Mandatory sentencing has been around, in one form or another, for much longer than its current prominence in legal discussions would have one believe. For centuries, legislatures have established the punishments for particular crimes. In recent years, there has been a trend for legislatures to increase the minimum punishments for certain offenses, which limits judges? authority to use remediative procedures such as supervision, probation, and rehabilitation. Legislators enacted these laws, in part, because they perceived that judges trivialized certain crimes. Whether mandatory sentencing deters crime is a matter of debate. When a mandatory sentence is seen as disproportionate (even sometimes by prosecutors), there can be a tendency to charge an offender with additional charges to pressure him into pleading guilty to a lesser offense and avoid the peril of the mandatory sentence on the more serious offense. This practice does not necessarily help prevent crime, protect the innocent, or punish the offenders.

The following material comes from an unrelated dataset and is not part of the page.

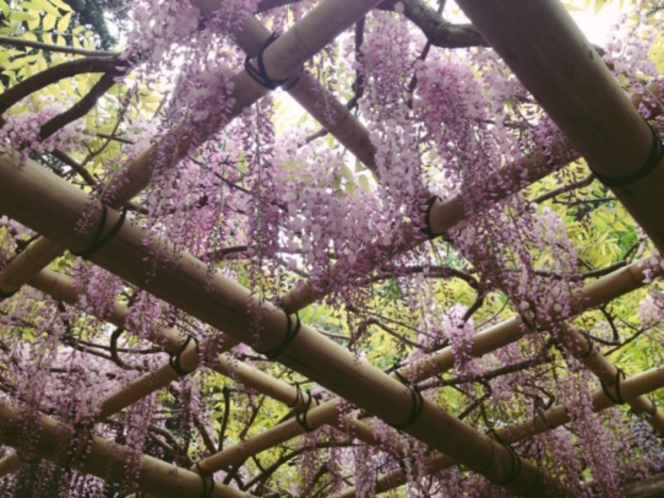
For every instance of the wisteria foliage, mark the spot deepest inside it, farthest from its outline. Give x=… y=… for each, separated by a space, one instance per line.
x=270 y=201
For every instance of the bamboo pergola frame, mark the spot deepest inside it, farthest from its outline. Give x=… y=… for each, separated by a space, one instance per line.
x=586 y=103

What are your thoughts on the use of drug courts, domestic violence courts, veterans courts, mental health courts and prostitution courts? Have they been effective?

These specialized courts work best in large urban counties where the caseload is sufficiently large to justify them. Counseling and intervention are important tools to assist persons suffering from mental health issues, drug addiction, and the like. Specialized courts staffed by judges familiar with those programs certainly promote the ultimate effectiveness of the legal system.

Do you support eliminating the ban on cameras and recording devices in Illinois courtrooms? Why or why not?

Yes, except with very narrow exceptions applicable to juvenile proceedings and similar situations.